We usually eat around 3pm. Three bird roast for us this year, with roast spuds, roast parsnips, lemon glazed carrots and possibly minted peas. Dessert will be Cranachan and bro will doubtless have wine with his meal while I'll have spiced apple juice. We may get around to having some Christmas pud sometime in the evening, or grilled as part of our traditional Boxing Day brekky 'train smash'.


----------



## sofaraway (Dec 7, 2009)

My nan is cooking this year, I think we will be eating 1-2pmish. I'm sure we will be having turkey, I'm looking forward to yorkshire puddings and the beans and carrots form her allotment


----------



## Corrine (Dec 7, 2009)

We get really traditional and have the full roast with veg from the OH's allotment.  No desserts tho as neither of us have a sweet tooth and we dont like Xmas pud or mince pies!  I suspect I shall indulge in a glass of fizz or two as well.....


----------



## Steff (Dec 7, 2009)

we will eat about 2.30 and this year we have a bernard matthews turkey, roast potatoes , parsnips carrotts and peas ,sage balls, i have sprouts, we'll also have pigs in blankets 3 yorkies each and oxo gravy.My drink will be bucks fizz this year 2 glasses i think no pud as i dnt want to indulge in yule log this year as it is only xmas dessert i like.


----------



## HelenP (Dec 7, 2009)

We're going down to my daughter's (or is it up? - actually I think it's more across!!) where her hubby cooks Christmas dinner - everthing that is traditional will be on offer, although none of us likes the traditional sauces.  I usually like to have Christmas dinner at around 3 ish, although they'll probably be doing it around 1.30 ish, as the littleys will have been up since crack of dawn !!

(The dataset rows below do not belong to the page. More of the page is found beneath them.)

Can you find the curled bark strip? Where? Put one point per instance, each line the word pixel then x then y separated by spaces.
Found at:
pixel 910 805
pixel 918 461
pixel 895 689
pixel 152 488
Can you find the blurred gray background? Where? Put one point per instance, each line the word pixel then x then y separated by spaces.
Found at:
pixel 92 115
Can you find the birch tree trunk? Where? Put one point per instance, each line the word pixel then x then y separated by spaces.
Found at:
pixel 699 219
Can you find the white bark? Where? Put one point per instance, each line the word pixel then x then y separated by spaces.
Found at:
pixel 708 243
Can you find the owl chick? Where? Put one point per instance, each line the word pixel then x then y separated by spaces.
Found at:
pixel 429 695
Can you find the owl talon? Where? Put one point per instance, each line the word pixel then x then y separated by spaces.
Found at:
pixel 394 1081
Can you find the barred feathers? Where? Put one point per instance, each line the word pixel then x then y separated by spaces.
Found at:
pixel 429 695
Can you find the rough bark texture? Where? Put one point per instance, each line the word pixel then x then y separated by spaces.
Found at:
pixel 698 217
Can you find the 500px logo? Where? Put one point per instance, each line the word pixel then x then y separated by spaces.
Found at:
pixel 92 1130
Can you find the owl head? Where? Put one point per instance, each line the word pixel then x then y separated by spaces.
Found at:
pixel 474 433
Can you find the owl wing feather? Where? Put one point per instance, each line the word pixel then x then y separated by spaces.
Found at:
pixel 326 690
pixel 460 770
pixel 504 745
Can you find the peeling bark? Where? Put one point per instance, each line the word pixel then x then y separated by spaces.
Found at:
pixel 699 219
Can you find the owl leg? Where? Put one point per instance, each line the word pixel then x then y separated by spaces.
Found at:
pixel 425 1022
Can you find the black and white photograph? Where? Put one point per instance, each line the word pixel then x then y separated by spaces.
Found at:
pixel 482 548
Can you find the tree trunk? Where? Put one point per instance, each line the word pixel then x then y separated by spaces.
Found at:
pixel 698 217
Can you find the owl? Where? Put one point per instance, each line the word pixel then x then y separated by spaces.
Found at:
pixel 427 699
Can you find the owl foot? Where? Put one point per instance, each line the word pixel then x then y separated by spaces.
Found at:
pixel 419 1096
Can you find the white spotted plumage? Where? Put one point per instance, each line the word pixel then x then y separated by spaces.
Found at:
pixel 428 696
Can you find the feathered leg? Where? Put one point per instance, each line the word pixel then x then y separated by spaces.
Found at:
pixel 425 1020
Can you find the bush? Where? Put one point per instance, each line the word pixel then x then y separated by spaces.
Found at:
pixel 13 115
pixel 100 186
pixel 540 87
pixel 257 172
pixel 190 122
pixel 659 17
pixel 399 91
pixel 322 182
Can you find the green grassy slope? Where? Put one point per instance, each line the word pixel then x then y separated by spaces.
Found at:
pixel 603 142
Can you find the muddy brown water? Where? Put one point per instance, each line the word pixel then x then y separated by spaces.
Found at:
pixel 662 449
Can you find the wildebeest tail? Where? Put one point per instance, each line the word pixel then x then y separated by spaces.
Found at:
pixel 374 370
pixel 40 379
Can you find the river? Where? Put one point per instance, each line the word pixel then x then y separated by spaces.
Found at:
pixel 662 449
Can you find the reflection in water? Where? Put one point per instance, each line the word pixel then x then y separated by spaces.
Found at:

A family tradition is to have about 5 or 6 different puddings on offer, and have a little bit of each eek: ) but this year, cos of me (awwww) they're just having a choice of trifle or sugar free jelly with/without  ice cream.

Can't WAIT !!!!!!!!!!

xx


----------



## katie (Dec 7, 2009)

We have it about 2pm.  We usually have Turkey etc but this year they'll be red meat too because of my mum's boyfriend.

I'm feeling Christmassy today because last night my mum steamed the christmas pudding and today she is making Christmas Cake!


----------



## cazscot (Dec 7, 2009)

OH's family tradition of going out to the resturant on chrismas day for lunch sitting 12.00pm.  I always have lentil soup, turkey with all the trimmings then choc gataux (sp?) to finish.  Then we go to my family for dinner at night, which is a buffet.  Oh cant wait now


----------



## runner (Dec 7, 2009)

Aim for 1.30'ish, more likely 2.30!

Prawn cocktail starter (Yeah, I know who needs one with christmas dinner!)
Roast free range turkey with chestnut stuffing one end, and sausagemeat stuffing t'other.
spiced baked ham (used Nigella's recipe last year - yum!)
Pigs in blankets
Roast pots and parsnips (the latter hopefully from garden)
Sprouts, glazed carrotts  (ditto)
Homemade bread sauce (Delia's recipe)
Cranberry sauce.
Gravy made from juices from turkey and water from veg, boiled down.

For pud - (usually some hours later) Home made Christmas pud, flamed in brandy, Double cream and custrad (made with tinned milk).

Wine (red) with dinner.  Sweet white with pud.

If father christmas gets my letter - tia maria with a dash of double cream floating on top for afters.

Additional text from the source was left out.